The same approach also allowed the model’s performance to be assessed across age groups, showing it to perform with an AUROC value of approximately 80% in all groups up to 56 days from the first positive test. Mortality prediction also showed an accuracy of 82% overall, with 79% for the younger and 75% for the older subgroups.
What are the implications?
The risk models used in this study differentiated the risk factors for disease progression in younger vs older patients, allowing, for the first time, age-dependent prediction of severity in adults hospitalized for COVID-19 early in the disease course, at multiple times points. Unlike most earlier models, these findings are based on routinely administered tests and vital signs.
Importantly, the study showed that admission findings, in terms of vital signs and laboratory data, outweighed the presence of underlying illness as a predictor of critical and fatal outcomes from COVID-19. This understanding is probably the result of using GBDT, a sequential ensemble model that removes the effect of age from the predicted risk, thus allowing the effects of other risk factors to be clearly seen.
A history of cancer, cardiomyopathy, and chronic obstructive pulmonary disease (COPD) was more likely to be associated with severe disease in younger patients compared to older, while kidney disease is linked to disease progression in the older group. Age itself is a risk factor for critical and fatal outcomes in younger patients, as is the BMI.
Moreover, the admission findings with respect to the need for oxygen, and the vital signs, were the most predictive of disease progression. In this group, other than age and vital factors, higher creatinine and lower calcium levels were of increased importance.

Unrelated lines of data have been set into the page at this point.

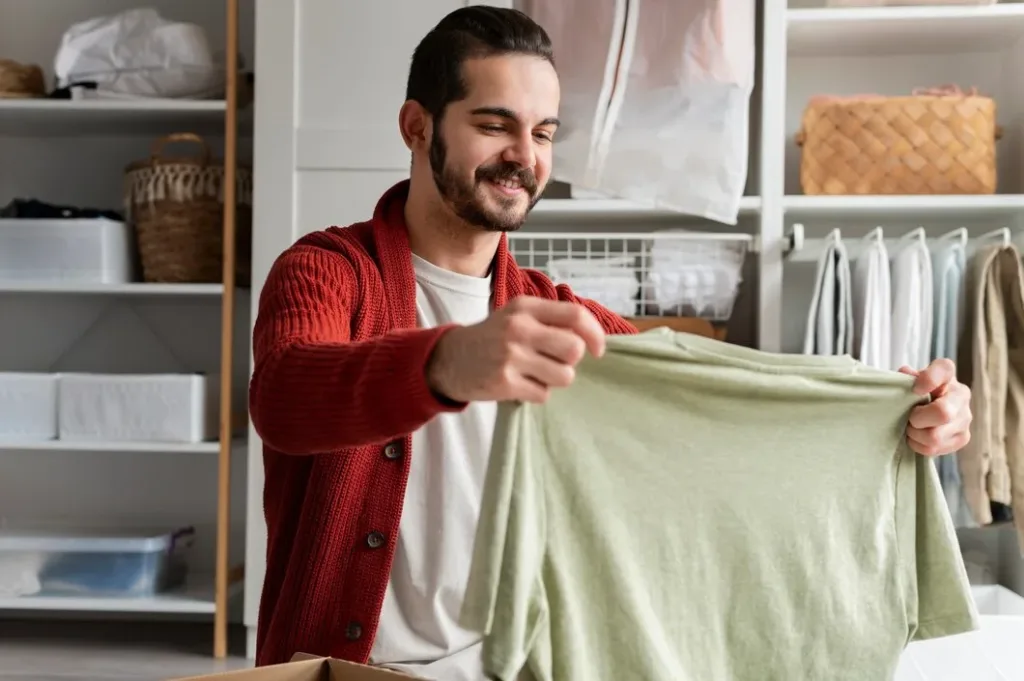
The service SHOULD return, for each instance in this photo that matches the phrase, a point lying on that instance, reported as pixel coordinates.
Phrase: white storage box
(93, 251)
(28, 407)
(88, 563)
(995, 652)
(161, 408)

However, laboratory results were more important in the older patients, especially blood urea, AST, lower calcium, and bicarbonate. Coupled with an aggregate of the respiratory rate, blood pressure, and oxygen saturation, these predicted critical disease the best in this group.
As platelets and lymphocytes drop while creatinine values and neutrophil counts rise, the risk of critical disease went up. Low calcium predicted severity in both age groups but more so in the older group.
“For hospitalized adults, baseline data that is readily available within one hour after hospital admission or a first positive inpatient SARS-CoV-2 test can predict critical illness within one day, and up to 56 days later.” Besides the distinction between the role of specific risk factors in different age groups, the findings showed that the vital signs and laboratory findings were more important than a history of illness, or the sex, in predicting severity.
The results of this age-stratified modeling approach provide advanced understanding of current risk factors for severe COVID-19 outcomes and can help inform care decisions and prioritize next steps for research.”